How can I detect duplicate keys in JSON request body?

I know the RFC states "The names within an object SHOULD be unique" but most parsers, including the one used by Edge, just use the last occurrence of the duplicate.

I would like to detect this situation and raise a fault 400 Bad Request.

I'm validating my request using my Open API Spec and tv4, but it does not detect the duplicates either.

Here's what I'm thinking:

  1. Use a JSON parser that detects duplicates
  2. Use a JSON validator that detects duplicates
  3. Compare original request with JSON.stringify(JSON.parse(request.content), but original request may be a "pretty" version so simple string comparison won't work.

Anyone else solve this problem?

2 8 30.8K
8 REPLIES 8

Detecting duplicate keys requires parsing the JSON object in a streaming fashion. The builtin JSON.parse() doesn't do that.

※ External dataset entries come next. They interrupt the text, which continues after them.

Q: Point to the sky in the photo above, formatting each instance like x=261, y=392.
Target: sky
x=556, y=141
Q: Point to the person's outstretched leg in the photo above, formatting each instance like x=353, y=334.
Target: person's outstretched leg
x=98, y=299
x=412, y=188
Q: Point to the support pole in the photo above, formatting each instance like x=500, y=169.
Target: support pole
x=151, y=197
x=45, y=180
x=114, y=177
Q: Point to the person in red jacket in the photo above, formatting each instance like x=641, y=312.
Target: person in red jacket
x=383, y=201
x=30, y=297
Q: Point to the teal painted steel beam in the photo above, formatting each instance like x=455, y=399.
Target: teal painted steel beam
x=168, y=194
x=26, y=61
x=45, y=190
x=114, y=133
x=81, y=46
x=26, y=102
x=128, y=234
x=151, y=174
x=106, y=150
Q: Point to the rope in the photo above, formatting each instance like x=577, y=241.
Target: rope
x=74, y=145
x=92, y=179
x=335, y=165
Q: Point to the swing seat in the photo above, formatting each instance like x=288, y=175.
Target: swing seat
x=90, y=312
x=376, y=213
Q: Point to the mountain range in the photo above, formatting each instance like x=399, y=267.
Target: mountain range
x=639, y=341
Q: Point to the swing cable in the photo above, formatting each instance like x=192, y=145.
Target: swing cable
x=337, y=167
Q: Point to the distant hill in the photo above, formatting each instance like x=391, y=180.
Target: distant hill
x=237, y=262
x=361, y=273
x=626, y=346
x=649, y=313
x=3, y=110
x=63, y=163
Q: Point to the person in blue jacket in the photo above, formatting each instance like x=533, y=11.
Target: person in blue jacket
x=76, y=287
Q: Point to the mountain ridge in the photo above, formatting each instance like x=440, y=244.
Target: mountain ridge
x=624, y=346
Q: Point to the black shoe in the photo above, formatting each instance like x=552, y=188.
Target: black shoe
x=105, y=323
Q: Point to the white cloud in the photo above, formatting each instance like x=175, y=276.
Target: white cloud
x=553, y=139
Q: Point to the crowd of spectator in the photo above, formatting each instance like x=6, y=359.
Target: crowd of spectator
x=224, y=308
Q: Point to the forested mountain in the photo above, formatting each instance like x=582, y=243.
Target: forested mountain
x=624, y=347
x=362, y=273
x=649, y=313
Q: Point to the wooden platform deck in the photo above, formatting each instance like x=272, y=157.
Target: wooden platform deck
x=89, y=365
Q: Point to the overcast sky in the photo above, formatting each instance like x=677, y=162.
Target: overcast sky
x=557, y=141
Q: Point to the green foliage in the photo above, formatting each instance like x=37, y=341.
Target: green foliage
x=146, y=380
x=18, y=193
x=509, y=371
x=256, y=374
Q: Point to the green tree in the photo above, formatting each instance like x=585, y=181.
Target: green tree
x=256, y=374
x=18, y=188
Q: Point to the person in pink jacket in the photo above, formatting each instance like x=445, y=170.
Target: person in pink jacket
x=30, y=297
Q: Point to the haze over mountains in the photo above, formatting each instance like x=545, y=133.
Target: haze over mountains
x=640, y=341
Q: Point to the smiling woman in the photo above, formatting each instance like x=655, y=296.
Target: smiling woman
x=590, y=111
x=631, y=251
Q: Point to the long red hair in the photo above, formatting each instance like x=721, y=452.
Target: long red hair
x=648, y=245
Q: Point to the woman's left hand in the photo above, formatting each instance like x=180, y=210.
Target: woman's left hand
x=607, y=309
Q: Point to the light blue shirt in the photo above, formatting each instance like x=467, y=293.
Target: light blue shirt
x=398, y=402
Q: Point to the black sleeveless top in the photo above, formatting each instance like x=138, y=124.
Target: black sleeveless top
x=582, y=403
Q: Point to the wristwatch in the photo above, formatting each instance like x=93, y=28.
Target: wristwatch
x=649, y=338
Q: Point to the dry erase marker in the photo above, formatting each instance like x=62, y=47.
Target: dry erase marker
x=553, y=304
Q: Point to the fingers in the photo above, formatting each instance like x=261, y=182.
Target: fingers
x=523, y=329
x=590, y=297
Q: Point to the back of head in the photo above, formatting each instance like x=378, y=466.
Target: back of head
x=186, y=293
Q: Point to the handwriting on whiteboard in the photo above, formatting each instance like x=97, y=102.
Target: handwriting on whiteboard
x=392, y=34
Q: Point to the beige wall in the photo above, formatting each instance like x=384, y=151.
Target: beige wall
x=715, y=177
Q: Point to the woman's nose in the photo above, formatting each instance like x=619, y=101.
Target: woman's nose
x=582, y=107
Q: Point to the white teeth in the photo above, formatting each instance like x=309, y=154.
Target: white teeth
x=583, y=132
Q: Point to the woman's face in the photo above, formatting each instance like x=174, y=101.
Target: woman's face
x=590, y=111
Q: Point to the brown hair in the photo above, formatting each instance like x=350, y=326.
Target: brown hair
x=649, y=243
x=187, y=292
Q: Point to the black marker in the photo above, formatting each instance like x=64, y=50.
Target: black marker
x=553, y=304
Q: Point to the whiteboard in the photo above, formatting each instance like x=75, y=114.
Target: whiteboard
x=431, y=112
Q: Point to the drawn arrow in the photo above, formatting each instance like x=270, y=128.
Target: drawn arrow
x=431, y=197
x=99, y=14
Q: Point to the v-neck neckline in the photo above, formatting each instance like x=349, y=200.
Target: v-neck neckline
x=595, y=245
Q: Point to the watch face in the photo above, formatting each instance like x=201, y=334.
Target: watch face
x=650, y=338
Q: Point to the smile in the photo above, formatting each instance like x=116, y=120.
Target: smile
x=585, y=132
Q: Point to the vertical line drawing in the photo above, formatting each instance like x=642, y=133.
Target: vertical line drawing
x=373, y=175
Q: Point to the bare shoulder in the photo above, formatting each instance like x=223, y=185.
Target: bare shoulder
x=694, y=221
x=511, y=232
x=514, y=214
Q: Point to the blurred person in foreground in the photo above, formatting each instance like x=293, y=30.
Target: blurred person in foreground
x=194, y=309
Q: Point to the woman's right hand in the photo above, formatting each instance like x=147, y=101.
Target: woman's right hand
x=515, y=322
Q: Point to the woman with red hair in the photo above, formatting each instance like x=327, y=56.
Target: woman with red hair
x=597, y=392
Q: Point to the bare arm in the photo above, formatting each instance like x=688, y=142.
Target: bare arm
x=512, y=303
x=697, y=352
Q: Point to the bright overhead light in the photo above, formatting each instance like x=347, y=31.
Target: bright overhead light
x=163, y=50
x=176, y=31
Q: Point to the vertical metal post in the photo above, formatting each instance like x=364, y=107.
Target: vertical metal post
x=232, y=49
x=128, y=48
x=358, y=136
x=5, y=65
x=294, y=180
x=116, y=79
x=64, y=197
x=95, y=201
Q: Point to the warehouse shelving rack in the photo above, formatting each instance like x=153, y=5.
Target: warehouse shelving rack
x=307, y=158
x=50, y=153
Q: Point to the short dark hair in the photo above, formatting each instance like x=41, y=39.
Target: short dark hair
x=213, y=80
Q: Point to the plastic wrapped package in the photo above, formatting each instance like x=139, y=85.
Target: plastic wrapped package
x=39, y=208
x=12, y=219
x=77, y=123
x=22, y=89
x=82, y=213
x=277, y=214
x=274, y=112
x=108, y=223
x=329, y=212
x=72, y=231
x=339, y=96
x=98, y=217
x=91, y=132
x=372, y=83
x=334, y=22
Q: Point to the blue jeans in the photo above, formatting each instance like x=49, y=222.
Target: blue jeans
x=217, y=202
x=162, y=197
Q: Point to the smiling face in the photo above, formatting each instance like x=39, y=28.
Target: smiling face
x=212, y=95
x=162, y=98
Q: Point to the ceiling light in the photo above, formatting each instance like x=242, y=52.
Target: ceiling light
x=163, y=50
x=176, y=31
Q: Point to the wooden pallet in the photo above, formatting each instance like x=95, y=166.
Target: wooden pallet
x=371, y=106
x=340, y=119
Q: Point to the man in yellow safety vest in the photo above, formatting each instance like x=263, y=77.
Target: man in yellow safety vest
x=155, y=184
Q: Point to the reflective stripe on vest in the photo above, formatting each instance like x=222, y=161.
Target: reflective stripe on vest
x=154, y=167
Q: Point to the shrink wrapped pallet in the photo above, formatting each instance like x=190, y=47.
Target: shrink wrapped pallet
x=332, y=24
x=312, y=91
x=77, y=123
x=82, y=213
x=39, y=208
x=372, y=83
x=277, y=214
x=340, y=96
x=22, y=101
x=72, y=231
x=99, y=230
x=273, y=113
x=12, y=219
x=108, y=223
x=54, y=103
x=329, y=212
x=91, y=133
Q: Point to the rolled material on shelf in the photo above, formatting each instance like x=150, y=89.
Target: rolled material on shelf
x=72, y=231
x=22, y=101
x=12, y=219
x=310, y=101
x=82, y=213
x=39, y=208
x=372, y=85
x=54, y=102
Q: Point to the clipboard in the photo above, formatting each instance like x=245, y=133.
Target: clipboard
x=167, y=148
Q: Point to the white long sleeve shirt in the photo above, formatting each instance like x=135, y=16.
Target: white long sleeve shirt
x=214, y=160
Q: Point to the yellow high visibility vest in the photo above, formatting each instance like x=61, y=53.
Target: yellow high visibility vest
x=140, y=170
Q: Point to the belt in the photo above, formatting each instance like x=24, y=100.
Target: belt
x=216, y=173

There are streaming parsers available for JavaScript. Clarinet is one. It works in the browser, so it may work nicely in a JS callout as well.

Example

// DuplicateKeyDetectingParser.js
// ------------------------------------------------------------------
//
// created: Tue Sep 18 09:32:28 2018
// last saved: <2018-September-18 11:45:39>


'use strict';


var clarinet = require("clarinet");


function Parser() {
  var keystack = [];
  var indent = '';
  var p = this;
  this.duplicateDetected = null;


  var parser = clarinet.parser();
  parser.onvalue = function (v) {
    // got some value.  v is the value. can be string, double, bool, or null.
  };
  parser.onopenobject = function (key) {
    // opened an object. key is the first key.
    var seenKeys = [];
    seenKeys.push(key);
    keystack.push(seenKeys);
  };
  parser.onkey = function (key) {
    var i = keystack.length - 1;
    var seenKeys = keystack[i];
    // got a subsequent key in an object.
    if (seenKeys.indexOf(key) != -1){
      if ( ! p.duplicateDetected) {
        p.duplicateDetected = [];
      }
      p.duplicateDetected.push(key);
    }
    seenKeys.push(key);
  };
  parser.oncloseobject = function () {
    // closed an object.
    keystack.pop();
    indent = ' '.repeat(keystack.length);
  };
  parser.onopenarray = function () {
    // opened an array.
  };
  parser.onclosearray = function () {
    // closed an array.
  };
  parser.onend = function () {
    // parser stream is done, and ready to have more stuff written to it.
  };


  this.parser = parser;
}


Parser.prototype.status = function() {
  //console.log('status(): ' + JSON.stringify(this.duplicateDetected));
  return this.duplicateDetected;
};


module.exports = Parser;

And this is a test driver:


var testcases = [
      { name: 'simple-good', hasDuplicate: false,  payload:'{"foo": "bar"}'},
      { name: 'simple-fail', hasDuplicate: true, payload: '{ "key1": "a", "key1": "b" }' },
      { name: 'nested1',     hasDuplicate: false,  payload: '{ "key1": "a", "key2": "b", "nested" : { "key1" : "value1", "key2": true}}'}
];


var Parser = require('./DuplicateKeyDetectingParser.js');


testcases.forEach(function(testcase){
  //console.log(testcase.name);
  console.log( '%s: %s %s', testcase.name, testcase.hasDuplicate?'has Dupe':'no Dupe', testcase.payload);
  var p = new Parser();
  p.parser.write(testcase.payload).close();
  console.log('%s: %s', testcase.name, (Boolean(p.status()) === testcase.hasDuplicate) ? 'PASS':'FAIL');
});

Thanks @Dino-at-Google I didn't know there were streaming parsers.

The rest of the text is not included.